Article In-vivo Studies Molecular Biology Radiobiology Year 2016

Detection of γH2AX foci in mouse normal brain and brain tumor after boron neutron capture therapy

Reports of Practical Oncology & Radiotherapy, 2016

Authors:   Natsuko Kondo, Hiroyuki Michiue, Yoshinori Sakurai, Hiroki Tanaka, Yosuke Nakagawa, Tsubasa Watanabe, Masaru Narabayashi, Yuko Kinashi, Minoru Suzuki, Shin-Ichiro Masunaga, Koji Ono
Journal: Reports of Practical Oncology & Radiotherapy
Abstract: Aim: In this study, we investigated γH2AX foci as markers of DSBs in normal brain and brain tumor tissue in mouse after BNCT.

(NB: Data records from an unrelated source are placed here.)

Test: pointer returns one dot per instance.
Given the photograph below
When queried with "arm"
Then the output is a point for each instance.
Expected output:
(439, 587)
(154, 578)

Background: Boron neutron capture therapy (BNCT) is a particle radiation therapy in combination of thermal neutron irradiation and boron compound that specifically accumulates in the tumor. 10B captures neutrons and produces an alpha (4He) particle and a recoiled lithium nucleus (7Li). These particles have the characteristics of extremely high linear energy transfer (LET) radiation and therefore have marked biological effects. High LET radiation causes severe DNA damage, DNA DSBs. As the high LET radiation induces complex DNA double strand breaks (DSBs), large proportions of DSBs are considered to remain unrepaired in comparison with exposure to sparsely ionizing radiation.

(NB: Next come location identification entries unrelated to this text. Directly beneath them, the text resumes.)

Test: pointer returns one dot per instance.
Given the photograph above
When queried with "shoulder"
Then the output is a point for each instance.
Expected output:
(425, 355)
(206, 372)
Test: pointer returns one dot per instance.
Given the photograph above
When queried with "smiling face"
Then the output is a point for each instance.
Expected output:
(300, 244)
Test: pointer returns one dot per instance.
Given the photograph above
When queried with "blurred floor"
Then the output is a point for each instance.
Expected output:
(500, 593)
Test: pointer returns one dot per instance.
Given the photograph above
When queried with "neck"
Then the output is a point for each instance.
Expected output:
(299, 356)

Materials and methods: We analyzed the number of γH2AX foci by immunohistochemistry 30 min or 24 h after neutron irradiation.
Results: In both normal brain and brain tumor, γH2AX foci induced by 10B(n,α)7Li reaction remained 24 h after neutron beam irradiation. In contrast, γH2AX foci produced by γ-ray irradiation at contaminated dose in BNCT disappeared 24 h after irradiation in these tissues.
Conclusion: DSBs produced by 10B(n,α)7Li reaction are supposed to be too complex to repair for cells in normal brain and brain tumor tissue within 24 h. These DSBs would be more difficult to repair than those by γ-ray. Excellent anti-tumor effect of BNCT may result from these unrepaired DSBs induced by 10B(n,α)7Li reaction.